Bürger:innen fällen ihre Wahl auf Grundlage narrativer Konfigurationen des politischen Geschehens. Sie fühlen sich wahrgenommen in Erzählungen, die ihre Alltagserfahrung mit ihren Werten, ihren Überzeugungen und ihrem imaginativen Erfahrungshorizont koppeln. Dies gilt auch und vor allem in Bezug auf dominante Krisen, die Wahlkampfdiskurse dominieren. Erst „das dynamische Zusammenspiel aus Erzählstoffen, Bildern und Emotionen [erzeugt] eine Resonanz […], die zu einer erfolgreichen Mobilisierung beim entsprechenden Publikum führt“ (Gadinger und Michaelis 2021, S. 79f.). Wahlkämpfe vollziehen sich demnach nicht im Kampf um das bessere Argument. Vielmehr sind es politische Narrative, die Wahlkampfdiskurse strukturieren (Jarzebski 2020). Narrative sind dabei mehr als nur ein Buzzword. Ein besseres Verständnis narrativer Muster bietet uns alternative Einsichten in die Wirkweisen politischer Sprache und hilft uns dabei, die Komplexität alltäglicher Sinngebungsprozesse zu verstehen. Denn wenn wir über Politik sprechen, dann nutzen wir den Modus des Erzählens. Und, wie eingangs beschrieben, steuern wir über unser Erzählen, wen wir an unseren Erzählungen teilhaben lassen wollen. Gleiches gilt für die politische Kommunikation: Narrative müssen anschlussfähig sein und dafür Metaphern aus der Alltagswelt der Menschen bedienen. Darüber hinaus erzählen wir uns in verschiedene Rollen. In der politischen Kommunikation sind Wähler:innen die Figuren und es ist einen besonderen Blick wert, welcher Art die ihnen zugewiesene Rolle ist: Sind sie passiv oder aktiv, handlungs- oder ohnmächtig, sind sie stark oder schwach, Teil der Lösung oder Teil des Problems? Erzählungen transportieren diese Rollenkonfigurationen, ob willentlich als strategisches Stilmittel oder eher zufällig als Produkt ungenauen Sprechens. Das dritte narrative Element neben Metaphern und Rollen ist die Zeitlichkeit. Sie wird in politischen Erzählungen immer mindestens implizit konfiguriert, indem Anfang, Mitte und Ende einer Geschichte gesetzt werden. So macht es einen Unterschied ob wir die dritte Welle der Pandemie auf ein zu spätes Handeln im Spätherbst 2020 zurückführen, die Mutanten verantwortlich machen oder eine mangelhafte Impfstrategie zum Ausgangspunkt nehmen. Je nach gesetztem Startpunkt öffnen und schließen sich andere Handlungsoptionen.

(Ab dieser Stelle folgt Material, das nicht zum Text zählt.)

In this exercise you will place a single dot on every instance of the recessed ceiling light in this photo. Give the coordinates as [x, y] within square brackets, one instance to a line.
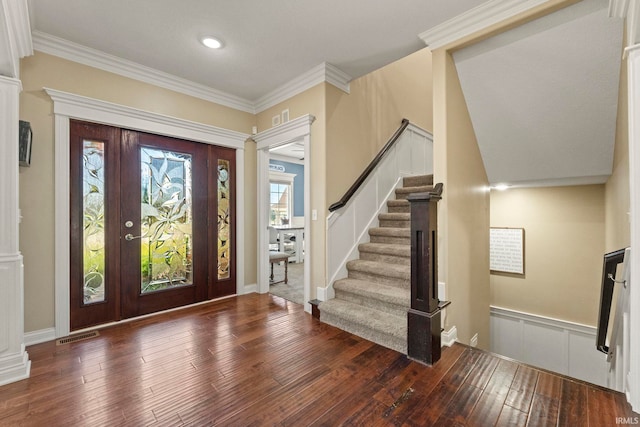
[211, 42]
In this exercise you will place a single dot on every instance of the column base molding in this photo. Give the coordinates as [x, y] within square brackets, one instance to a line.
[14, 367]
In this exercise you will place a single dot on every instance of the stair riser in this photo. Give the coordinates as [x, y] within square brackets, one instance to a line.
[417, 181]
[395, 309]
[386, 340]
[391, 240]
[399, 209]
[395, 224]
[387, 259]
[383, 280]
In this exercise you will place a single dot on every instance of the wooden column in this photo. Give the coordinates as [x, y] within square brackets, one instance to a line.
[423, 337]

Auch in einem pandemischen Wahlkampf werden diese erzählerischen Mechanismen sichtbar. Die Pandemie korrespondiert mit den metaphorischen Reservoirs der Menschen. In diesem imaginativen Gespräch entstehen neue Deutungsangebote, die ihren Einfluss im Wahlkampf geltend machen werden. Für die politische Kommunikation in distanzierten Zeiten kann es nur darum gehen, mittels einer sensiblen und zugänglichen Sprache Distanzen zu überwinden. Dazu muss politische Kommunikation jedoch aus den eigenen Bezugsrahmen heraustreten und sich die imaginative Kraft alltäglicher Sprache bewusst machen.